Larson is is the Hugh and Hazel Darling Chair at the School of Law at Pepperdine and the former Russell Professor of History and Talmadge Professor of Law at the University of Georgia and recipient of the 1998 Pulitzer Prize in History. Before accepting a teaching position at Georgia in 1987, he served as associate counsel for the U.S. House of Representatives Committee on Education and Labor (1983-89) and as an attorney with a major Seattle law firm (1979-83).

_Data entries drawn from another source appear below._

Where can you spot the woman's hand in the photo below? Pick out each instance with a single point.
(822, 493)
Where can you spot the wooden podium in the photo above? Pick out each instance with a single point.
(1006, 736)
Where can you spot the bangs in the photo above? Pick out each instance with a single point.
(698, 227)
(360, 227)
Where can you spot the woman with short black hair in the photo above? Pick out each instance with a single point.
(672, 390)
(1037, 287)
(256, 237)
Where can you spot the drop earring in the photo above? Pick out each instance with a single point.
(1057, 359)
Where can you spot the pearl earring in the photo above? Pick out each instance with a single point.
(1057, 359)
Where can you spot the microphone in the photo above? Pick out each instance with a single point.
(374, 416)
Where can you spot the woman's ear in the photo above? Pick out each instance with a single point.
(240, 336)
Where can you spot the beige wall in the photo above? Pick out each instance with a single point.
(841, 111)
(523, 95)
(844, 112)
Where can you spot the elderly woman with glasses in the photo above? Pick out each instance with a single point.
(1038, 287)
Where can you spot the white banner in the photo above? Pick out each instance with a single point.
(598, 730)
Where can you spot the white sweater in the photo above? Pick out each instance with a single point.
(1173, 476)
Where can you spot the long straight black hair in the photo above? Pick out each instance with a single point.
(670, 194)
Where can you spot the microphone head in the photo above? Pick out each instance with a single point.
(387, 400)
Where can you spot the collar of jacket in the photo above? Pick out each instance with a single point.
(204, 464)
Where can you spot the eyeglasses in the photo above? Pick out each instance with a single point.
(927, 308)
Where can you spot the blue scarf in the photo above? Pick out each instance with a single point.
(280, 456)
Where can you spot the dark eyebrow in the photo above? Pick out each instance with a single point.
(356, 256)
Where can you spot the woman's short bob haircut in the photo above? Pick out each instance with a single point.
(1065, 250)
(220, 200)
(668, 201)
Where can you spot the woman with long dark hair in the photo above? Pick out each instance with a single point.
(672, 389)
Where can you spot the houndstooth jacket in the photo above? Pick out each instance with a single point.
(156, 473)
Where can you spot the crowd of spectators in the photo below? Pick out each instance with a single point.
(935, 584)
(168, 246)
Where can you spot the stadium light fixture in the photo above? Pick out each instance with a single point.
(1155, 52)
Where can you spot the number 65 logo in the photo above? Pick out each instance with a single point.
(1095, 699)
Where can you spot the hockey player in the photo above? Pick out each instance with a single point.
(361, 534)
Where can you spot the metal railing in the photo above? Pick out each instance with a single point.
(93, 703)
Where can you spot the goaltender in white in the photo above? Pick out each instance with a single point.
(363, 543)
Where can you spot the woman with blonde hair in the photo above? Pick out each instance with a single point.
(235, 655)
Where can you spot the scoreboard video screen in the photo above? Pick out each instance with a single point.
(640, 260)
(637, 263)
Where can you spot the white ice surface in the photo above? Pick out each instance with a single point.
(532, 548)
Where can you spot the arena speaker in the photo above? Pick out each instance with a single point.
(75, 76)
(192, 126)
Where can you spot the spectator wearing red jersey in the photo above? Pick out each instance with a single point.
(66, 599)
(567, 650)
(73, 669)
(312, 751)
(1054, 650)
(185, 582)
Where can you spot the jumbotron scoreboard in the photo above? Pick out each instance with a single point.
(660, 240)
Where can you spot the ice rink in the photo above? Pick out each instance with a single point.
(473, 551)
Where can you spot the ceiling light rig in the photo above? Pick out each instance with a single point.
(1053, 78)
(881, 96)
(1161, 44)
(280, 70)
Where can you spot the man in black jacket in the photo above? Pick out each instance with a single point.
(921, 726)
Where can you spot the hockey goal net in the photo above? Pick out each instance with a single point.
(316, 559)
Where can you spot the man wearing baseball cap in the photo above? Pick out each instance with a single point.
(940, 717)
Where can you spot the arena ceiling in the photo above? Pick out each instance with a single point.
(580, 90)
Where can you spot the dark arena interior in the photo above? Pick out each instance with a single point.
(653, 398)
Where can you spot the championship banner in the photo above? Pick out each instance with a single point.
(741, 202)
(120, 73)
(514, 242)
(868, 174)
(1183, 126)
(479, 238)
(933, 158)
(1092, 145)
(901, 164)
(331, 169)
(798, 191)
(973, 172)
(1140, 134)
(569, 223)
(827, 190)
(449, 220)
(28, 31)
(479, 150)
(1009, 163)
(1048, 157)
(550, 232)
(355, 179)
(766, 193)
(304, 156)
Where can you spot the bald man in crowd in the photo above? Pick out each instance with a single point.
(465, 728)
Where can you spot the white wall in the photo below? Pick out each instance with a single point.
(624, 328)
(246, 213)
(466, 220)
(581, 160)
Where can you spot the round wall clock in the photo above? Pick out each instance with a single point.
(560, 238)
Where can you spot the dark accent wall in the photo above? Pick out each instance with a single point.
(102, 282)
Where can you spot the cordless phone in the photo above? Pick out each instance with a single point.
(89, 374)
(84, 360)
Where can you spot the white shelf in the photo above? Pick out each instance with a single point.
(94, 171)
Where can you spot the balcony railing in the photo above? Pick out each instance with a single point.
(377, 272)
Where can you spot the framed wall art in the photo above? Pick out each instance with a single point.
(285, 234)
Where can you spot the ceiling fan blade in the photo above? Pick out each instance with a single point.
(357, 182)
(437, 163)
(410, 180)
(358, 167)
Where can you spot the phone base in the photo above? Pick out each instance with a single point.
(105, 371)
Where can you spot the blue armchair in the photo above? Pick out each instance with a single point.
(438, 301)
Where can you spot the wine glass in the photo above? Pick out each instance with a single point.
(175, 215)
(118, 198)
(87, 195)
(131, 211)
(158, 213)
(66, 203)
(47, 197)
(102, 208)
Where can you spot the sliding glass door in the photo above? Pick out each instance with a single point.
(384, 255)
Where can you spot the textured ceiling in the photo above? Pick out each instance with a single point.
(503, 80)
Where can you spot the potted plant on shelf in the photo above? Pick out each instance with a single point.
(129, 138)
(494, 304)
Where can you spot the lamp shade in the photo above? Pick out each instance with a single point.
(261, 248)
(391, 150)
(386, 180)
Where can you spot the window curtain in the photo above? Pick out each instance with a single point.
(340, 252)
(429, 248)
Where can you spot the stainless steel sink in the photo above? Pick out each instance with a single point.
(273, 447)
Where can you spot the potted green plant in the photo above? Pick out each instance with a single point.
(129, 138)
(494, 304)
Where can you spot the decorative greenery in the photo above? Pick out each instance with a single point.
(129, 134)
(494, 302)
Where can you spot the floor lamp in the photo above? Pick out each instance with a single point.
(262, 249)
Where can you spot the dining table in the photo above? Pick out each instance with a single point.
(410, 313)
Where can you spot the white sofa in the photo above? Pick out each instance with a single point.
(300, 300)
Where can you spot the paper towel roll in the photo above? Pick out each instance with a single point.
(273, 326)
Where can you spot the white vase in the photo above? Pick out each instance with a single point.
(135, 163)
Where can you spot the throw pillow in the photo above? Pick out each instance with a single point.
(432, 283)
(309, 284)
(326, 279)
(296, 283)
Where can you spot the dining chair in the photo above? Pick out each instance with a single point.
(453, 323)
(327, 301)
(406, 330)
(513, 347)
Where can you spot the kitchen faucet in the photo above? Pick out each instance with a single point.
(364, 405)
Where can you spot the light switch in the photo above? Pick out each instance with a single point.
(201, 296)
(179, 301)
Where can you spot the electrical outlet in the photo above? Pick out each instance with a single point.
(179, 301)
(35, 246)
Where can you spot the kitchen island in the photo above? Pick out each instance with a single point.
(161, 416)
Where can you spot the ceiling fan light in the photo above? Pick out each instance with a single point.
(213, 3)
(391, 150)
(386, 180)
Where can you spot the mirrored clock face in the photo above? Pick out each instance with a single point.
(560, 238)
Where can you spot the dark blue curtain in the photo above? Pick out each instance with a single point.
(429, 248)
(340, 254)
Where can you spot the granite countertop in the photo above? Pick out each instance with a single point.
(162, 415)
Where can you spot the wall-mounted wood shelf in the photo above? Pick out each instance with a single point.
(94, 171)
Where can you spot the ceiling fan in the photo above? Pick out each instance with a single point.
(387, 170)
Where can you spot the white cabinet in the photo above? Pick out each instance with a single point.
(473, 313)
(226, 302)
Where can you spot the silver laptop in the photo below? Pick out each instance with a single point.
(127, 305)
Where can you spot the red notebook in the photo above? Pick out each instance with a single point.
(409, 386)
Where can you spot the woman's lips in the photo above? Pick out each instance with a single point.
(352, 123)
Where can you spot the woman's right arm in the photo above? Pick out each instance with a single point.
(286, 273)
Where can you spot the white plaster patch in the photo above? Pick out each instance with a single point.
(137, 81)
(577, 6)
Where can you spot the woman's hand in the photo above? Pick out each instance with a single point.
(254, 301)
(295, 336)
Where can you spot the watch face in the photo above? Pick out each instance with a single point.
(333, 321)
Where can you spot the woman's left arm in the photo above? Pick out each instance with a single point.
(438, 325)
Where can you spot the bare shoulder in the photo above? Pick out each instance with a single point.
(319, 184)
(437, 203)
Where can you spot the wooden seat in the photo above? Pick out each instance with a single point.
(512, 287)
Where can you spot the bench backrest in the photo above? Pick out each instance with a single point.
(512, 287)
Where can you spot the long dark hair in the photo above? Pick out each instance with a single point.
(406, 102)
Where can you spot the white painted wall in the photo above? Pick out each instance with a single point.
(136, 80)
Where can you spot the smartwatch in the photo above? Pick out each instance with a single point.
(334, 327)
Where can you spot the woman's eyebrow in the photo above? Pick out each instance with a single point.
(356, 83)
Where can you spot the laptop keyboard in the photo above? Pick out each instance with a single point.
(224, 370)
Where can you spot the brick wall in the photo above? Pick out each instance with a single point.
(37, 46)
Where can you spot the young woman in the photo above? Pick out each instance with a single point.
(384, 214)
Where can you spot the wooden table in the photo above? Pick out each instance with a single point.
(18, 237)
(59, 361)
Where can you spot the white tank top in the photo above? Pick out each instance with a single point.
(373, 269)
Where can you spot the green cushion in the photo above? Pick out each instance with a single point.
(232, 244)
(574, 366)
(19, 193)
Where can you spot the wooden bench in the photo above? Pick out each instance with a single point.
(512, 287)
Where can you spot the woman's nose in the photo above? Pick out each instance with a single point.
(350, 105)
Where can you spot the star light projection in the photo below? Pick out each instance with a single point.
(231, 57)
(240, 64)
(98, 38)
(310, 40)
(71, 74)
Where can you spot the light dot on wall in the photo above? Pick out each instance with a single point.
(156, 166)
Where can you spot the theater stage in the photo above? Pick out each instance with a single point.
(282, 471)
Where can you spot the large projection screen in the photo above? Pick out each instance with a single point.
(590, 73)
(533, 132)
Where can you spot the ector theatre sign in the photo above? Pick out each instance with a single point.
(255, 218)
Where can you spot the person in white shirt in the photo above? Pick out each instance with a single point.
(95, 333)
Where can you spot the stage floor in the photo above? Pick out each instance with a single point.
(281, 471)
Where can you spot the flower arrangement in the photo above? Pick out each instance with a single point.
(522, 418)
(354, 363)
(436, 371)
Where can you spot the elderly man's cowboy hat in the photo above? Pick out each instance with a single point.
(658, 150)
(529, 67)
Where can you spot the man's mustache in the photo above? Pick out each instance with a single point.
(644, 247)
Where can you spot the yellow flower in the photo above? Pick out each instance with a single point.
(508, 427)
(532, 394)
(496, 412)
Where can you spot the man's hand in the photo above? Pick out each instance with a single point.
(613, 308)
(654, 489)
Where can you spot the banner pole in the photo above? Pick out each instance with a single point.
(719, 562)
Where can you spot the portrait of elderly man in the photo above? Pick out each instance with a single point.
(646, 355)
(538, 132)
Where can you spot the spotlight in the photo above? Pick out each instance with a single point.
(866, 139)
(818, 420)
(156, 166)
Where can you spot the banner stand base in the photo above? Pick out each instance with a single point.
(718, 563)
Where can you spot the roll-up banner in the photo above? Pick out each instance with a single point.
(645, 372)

The author of five books and more than 80 published articles, Larson writes mostly about issues of science, medicine and law from an historical perspective. His books are Evolution: The Remarkable History of a Scientific Theory (2004); Evolution's Workshop: God and Science in the Galapagos Islands (2001), Sex, Race, and Science: Eugenics in the Deep South (1995), Trial and Error: The American Controversy Over Creation and Evolution (1985, 1989, and 2002 updated editions) and the Pulitzer Prize-winning Summer for the Gods: The Scopes Trial and America's Continuing Debate Over Science and Religion (1997). His articles have appeared in such varied journals as Nature, Atlantic Monthly, Science, Scientific American, The Nation, Oxford American, Wall Street Journal, Virginia Law Review, and British Journal for the History of Science. He is the co-author or co-editor of five additional books.

The Fulbright Program named Larson to the John Adams Chair in American Studies for 2001; he received the 2000 George Sarton Award from the AAAS; and he participated in the National Science Foundation’s 2003-04 Antarctic Artists and Writers Program.
Larson lectures and speaks on history, law, science, and bio-ethics for academic,professional and public audiences. He has delivered endowed or funded addresses at dozens of colleges or universities and was commencement speaker at two universities.

He has given papers at scores of academic conferences throughout the world, and legal and medical education talks to professional legal, judicial and medical groups across the country. He is interviewed frequently for broadcast and print media, including multiple appearances on PBS, the History Channel, Court TV, C-SPAN and CNN. His course on the history of evolution theory is available on audio and video The Teaching Company.

Born in central Ohio, Larson attended Mansfield, Ohio, public schools. He earned a B.A. from Williams College, a law degree from Harvard, and a Ph.D. in the History of Science from the University of Wisconsin-Madison. Larson received an honorary doctorate in humane letters from the Ohio State University in 2004. The recipient of several teaching awards, he currently holds a joint appointment in the history department and law school at the University of Georgia, where he teaches the history of science to undergraduates and health, science and technology law to law students. He has also taught in Austria, China, France, New Zealand and the Netherlands. He is married to a pediatrician, Lucy Larson. They have two children, Sarah and Luke. Together, they enjoy travel, hiking, bicycling, and working on their 180-year-old house in Athens, Georgia.